Cotton repeated that mantra just this week, on the trail with Mitt Romney, who, in an amusing twist, tried to save Cotton from himself. “Tom Cotton is going to make sure that we change Obamacare, making sure that people can keep insurance and those that have pre-existing conditions can have coverage,” Romney said, “but he doesn’t want to see the federal government telling people in Arkansas what kind of insurance they have to have or making it more expensive.” Those are remarkably accommodating priorities. They’re just not ones Cotton is prepared to espouse just yet.

In this way, the politics of Obamacare in Arkansas mirror the politics of legislative brinksmanship in Kentucky. Just two days ago, Mitch McConnell, the embattled Senate minority leader who hopes to become majority leader next year, vowed to lard up appropriations bills with partisan policy riders and allow the president to choose between a veto, precipitating a government shutdown, and a bitter pill. A classic take it or leave it proposition.

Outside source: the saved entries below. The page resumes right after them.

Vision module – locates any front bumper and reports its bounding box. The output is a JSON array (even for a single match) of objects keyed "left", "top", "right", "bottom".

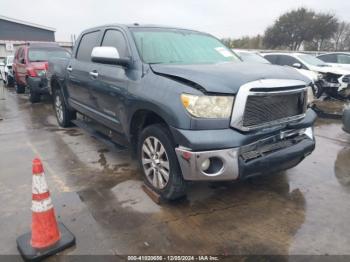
[
  {"left": 175, "top": 127, "right": 315, "bottom": 181},
  {"left": 27, "top": 76, "right": 48, "bottom": 94}
]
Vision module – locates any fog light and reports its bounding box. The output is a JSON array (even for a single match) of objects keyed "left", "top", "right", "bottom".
[{"left": 201, "top": 158, "right": 210, "bottom": 171}]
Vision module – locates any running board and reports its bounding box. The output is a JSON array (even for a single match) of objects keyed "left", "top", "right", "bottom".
[{"left": 72, "top": 117, "right": 127, "bottom": 152}]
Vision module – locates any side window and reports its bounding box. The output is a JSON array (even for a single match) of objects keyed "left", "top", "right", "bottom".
[
  {"left": 264, "top": 55, "right": 278, "bottom": 64},
  {"left": 278, "top": 55, "right": 300, "bottom": 67},
  {"left": 337, "top": 54, "right": 350, "bottom": 64},
  {"left": 101, "top": 30, "right": 129, "bottom": 57},
  {"left": 76, "top": 31, "right": 100, "bottom": 62},
  {"left": 18, "top": 48, "right": 25, "bottom": 63},
  {"left": 319, "top": 54, "right": 337, "bottom": 63}
]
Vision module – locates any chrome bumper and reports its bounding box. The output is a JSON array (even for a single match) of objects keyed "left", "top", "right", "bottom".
[{"left": 175, "top": 127, "right": 314, "bottom": 181}]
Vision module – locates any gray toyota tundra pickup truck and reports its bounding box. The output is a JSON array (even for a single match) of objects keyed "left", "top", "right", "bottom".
[{"left": 48, "top": 24, "right": 316, "bottom": 200}]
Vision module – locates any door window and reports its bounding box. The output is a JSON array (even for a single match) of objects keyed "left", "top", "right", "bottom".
[
  {"left": 278, "top": 55, "right": 300, "bottom": 66},
  {"left": 101, "top": 30, "right": 129, "bottom": 57},
  {"left": 76, "top": 31, "right": 100, "bottom": 62},
  {"left": 18, "top": 48, "right": 25, "bottom": 64},
  {"left": 263, "top": 55, "right": 279, "bottom": 64},
  {"left": 318, "top": 54, "right": 337, "bottom": 63},
  {"left": 337, "top": 54, "right": 350, "bottom": 64}
]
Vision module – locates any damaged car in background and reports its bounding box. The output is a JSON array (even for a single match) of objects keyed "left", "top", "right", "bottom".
[
  {"left": 0, "top": 55, "right": 14, "bottom": 87},
  {"left": 263, "top": 53, "right": 350, "bottom": 100},
  {"left": 48, "top": 24, "right": 316, "bottom": 200}
]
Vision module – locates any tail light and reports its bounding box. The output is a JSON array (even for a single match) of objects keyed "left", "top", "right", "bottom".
[{"left": 27, "top": 68, "right": 37, "bottom": 77}]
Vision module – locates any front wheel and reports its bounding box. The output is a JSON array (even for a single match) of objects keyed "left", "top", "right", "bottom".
[
  {"left": 53, "top": 88, "right": 76, "bottom": 127},
  {"left": 137, "top": 124, "right": 186, "bottom": 200}
]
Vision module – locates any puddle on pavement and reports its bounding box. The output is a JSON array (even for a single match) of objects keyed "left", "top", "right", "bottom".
[
  {"left": 111, "top": 180, "right": 161, "bottom": 213},
  {"left": 335, "top": 147, "right": 350, "bottom": 191}
]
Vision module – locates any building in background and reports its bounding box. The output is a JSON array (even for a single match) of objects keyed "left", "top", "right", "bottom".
[{"left": 0, "top": 15, "right": 73, "bottom": 61}]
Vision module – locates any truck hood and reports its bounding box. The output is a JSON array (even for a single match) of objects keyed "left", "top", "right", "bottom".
[{"left": 151, "top": 62, "right": 310, "bottom": 93}]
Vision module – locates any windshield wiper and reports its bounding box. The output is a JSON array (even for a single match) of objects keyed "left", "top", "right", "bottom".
[{"left": 149, "top": 60, "right": 183, "bottom": 65}]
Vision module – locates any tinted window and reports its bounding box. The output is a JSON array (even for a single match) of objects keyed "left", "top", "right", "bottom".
[
  {"left": 278, "top": 55, "right": 300, "bottom": 66},
  {"left": 101, "top": 30, "right": 129, "bottom": 57},
  {"left": 337, "top": 54, "right": 350, "bottom": 64},
  {"left": 28, "top": 48, "right": 71, "bottom": 62},
  {"left": 264, "top": 55, "right": 279, "bottom": 64},
  {"left": 237, "top": 52, "right": 270, "bottom": 64},
  {"left": 18, "top": 48, "right": 25, "bottom": 63},
  {"left": 76, "top": 31, "right": 100, "bottom": 61},
  {"left": 318, "top": 54, "right": 337, "bottom": 63}
]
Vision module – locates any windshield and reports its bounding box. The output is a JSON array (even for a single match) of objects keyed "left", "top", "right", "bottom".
[
  {"left": 296, "top": 54, "right": 329, "bottom": 67},
  {"left": 131, "top": 28, "right": 240, "bottom": 64},
  {"left": 28, "top": 48, "right": 71, "bottom": 62},
  {"left": 237, "top": 51, "right": 270, "bottom": 64}
]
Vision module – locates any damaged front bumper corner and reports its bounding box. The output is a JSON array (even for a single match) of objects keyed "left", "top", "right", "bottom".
[{"left": 175, "top": 127, "right": 315, "bottom": 181}]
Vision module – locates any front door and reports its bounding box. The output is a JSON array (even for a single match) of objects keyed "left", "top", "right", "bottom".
[{"left": 89, "top": 29, "right": 131, "bottom": 133}]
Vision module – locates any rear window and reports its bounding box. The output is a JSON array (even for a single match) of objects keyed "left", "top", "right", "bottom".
[
  {"left": 76, "top": 31, "right": 100, "bottom": 62},
  {"left": 28, "top": 48, "right": 71, "bottom": 62}
]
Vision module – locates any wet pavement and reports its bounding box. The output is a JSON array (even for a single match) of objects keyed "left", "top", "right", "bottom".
[{"left": 1, "top": 83, "right": 350, "bottom": 257}]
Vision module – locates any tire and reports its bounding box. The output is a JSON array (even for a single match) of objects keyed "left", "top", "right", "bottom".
[
  {"left": 53, "top": 88, "right": 76, "bottom": 127},
  {"left": 6, "top": 75, "right": 14, "bottom": 87},
  {"left": 137, "top": 124, "right": 186, "bottom": 200},
  {"left": 14, "top": 76, "right": 25, "bottom": 94},
  {"left": 29, "top": 88, "right": 41, "bottom": 103}
]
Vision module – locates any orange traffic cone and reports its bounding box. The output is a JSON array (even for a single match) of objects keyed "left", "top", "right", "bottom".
[{"left": 16, "top": 158, "right": 75, "bottom": 261}]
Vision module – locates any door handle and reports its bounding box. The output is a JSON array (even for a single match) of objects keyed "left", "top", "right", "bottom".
[
  {"left": 89, "top": 71, "right": 99, "bottom": 78},
  {"left": 66, "top": 66, "right": 73, "bottom": 72}
]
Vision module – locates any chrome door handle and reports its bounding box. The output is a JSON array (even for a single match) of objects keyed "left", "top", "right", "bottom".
[
  {"left": 89, "top": 71, "right": 98, "bottom": 78},
  {"left": 66, "top": 66, "right": 72, "bottom": 72}
]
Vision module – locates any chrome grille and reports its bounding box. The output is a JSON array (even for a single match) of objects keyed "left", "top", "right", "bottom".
[
  {"left": 230, "top": 79, "right": 308, "bottom": 131},
  {"left": 243, "top": 92, "right": 305, "bottom": 127}
]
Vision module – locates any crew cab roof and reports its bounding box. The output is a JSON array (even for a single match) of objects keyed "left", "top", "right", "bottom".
[{"left": 80, "top": 23, "right": 207, "bottom": 35}]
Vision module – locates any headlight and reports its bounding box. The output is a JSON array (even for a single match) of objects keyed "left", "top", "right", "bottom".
[
  {"left": 317, "top": 73, "right": 324, "bottom": 80},
  {"left": 181, "top": 93, "right": 234, "bottom": 118},
  {"left": 307, "top": 86, "right": 314, "bottom": 104}
]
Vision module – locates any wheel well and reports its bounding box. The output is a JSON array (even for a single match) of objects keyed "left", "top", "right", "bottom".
[{"left": 129, "top": 110, "right": 168, "bottom": 151}]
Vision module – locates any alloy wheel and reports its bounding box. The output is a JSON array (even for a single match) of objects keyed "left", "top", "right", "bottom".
[
  {"left": 141, "top": 136, "right": 170, "bottom": 189},
  {"left": 55, "top": 94, "right": 64, "bottom": 123}
]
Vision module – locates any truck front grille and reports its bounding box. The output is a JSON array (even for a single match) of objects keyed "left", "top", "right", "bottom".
[
  {"left": 230, "top": 79, "right": 308, "bottom": 131},
  {"left": 243, "top": 92, "right": 306, "bottom": 127}
]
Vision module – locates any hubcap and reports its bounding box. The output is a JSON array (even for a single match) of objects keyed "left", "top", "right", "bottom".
[
  {"left": 141, "top": 136, "right": 170, "bottom": 189},
  {"left": 55, "top": 94, "right": 64, "bottom": 123}
]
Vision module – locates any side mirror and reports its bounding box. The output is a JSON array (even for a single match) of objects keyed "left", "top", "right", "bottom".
[
  {"left": 91, "top": 46, "right": 130, "bottom": 67},
  {"left": 21, "top": 58, "right": 26, "bottom": 64},
  {"left": 292, "top": 62, "right": 302, "bottom": 69}
]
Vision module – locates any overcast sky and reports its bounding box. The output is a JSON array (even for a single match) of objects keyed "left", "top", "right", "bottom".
[{"left": 1, "top": 0, "right": 350, "bottom": 41}]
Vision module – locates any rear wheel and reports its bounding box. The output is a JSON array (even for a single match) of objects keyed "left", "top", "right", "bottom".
[
  {"left": 5, "top": 74, "right": 14, "bottom": 87},
  {"left": 14, "top": 76, "right": 25, "bottom": 94},
  {"left": 137, "top": 124, "right": 186, "bottom": 200},
  {"left": 53, "top": 88, "right": 76, "bottom": 127}
]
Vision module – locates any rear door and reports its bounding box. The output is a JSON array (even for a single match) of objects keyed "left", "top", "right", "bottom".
[
  {"left": 89, "top": 28, "right": 131, "bottom": 133},
  {"left": 66, "top": 30, "right": 101, "bottom": 110}
]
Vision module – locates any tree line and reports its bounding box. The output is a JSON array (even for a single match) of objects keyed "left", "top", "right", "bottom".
[{"left": 222, "top": 8, "right": 350, "bottom": 51}]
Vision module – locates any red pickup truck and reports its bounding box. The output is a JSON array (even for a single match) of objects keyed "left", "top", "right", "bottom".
[{"left": 13, "top": 42, "right": 70, "bottom": 103}]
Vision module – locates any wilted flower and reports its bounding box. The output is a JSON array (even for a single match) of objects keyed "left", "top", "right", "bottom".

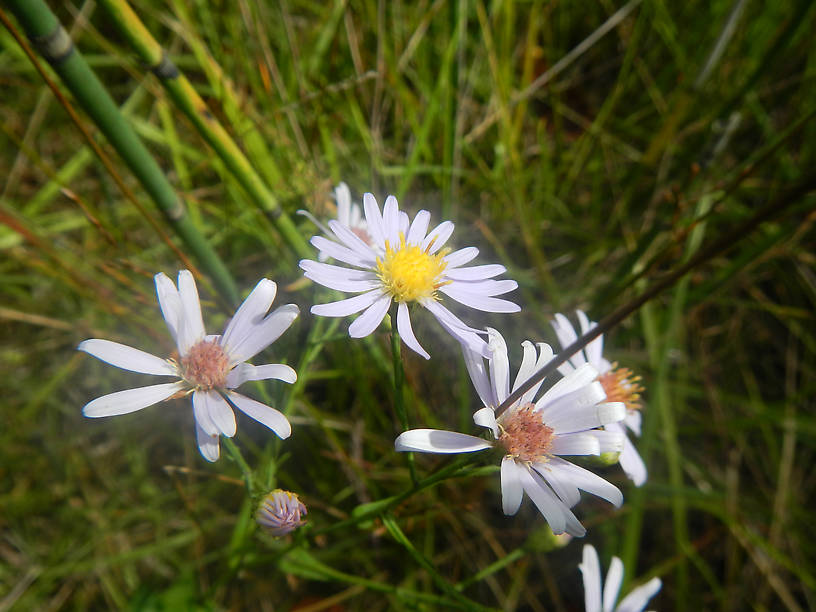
[
  {"left": 79, "top": 271, "right": 298, "bottom": 461},
  {"left": 579, "top": 544, "right": 661, "bottom": 611},
  {"left": 552, "top": 311, "right": 647, "bottom": 486},
  {"left": 395, "top": 328, "right": 626, "bottom": 536},
  {"left": 300, "top": 193, "right": 519, "bottom": 359},
  {"left": 257, "top": 489, "right": 307, "bottom": 536}
]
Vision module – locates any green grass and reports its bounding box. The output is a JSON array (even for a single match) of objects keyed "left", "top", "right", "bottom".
[{"left": 1, "top": 0, "right": 815, "bottom": 609}]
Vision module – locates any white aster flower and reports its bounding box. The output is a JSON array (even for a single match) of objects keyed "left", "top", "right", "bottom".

McConnell said it would be up to the president to decide whether to veto spending bills that would keep the government open.

Obama “needs to be challenged, and the best way to do that is through the funding process,” McConnell said. “He would have to make a decision on a given bill, whether there’s more in it that he likes than dislikes.”

It wouldn’t be much of a challenge to Obama if McConnell plans to cave the moment the president whips out his veto pen. So the threat is pretty clear. Nevertheless, McConnell’s campaign wasn’t pleased by the ensuing deluge of stories about how a GOP majority would embrace high-stakes confrontations and potentially shut down the government again. And in a very narrow sense they have a pointMcConnell never said he’d shut down the government. Political scientist Jonathan Bernstein, no McConnell partisan, was among those who defended McConnell on this score.

But much like Cotton can’t credibly claim to support protections for people with pre-existing medical conditions when his plan is to repeal Obamacare, McConnell can’t sidestep the implications of his publicly declared strategy. He can’t say “when we’re in power, we’re going to put two and two together,” and then get angry when the headlines say, “McConnell promises four.”

That won’t stop him from trying to, though. And to an unappreciated extent, the broader Republican strategy heading into November is to speak in abstractions, and take cover behind what’s left unsaid.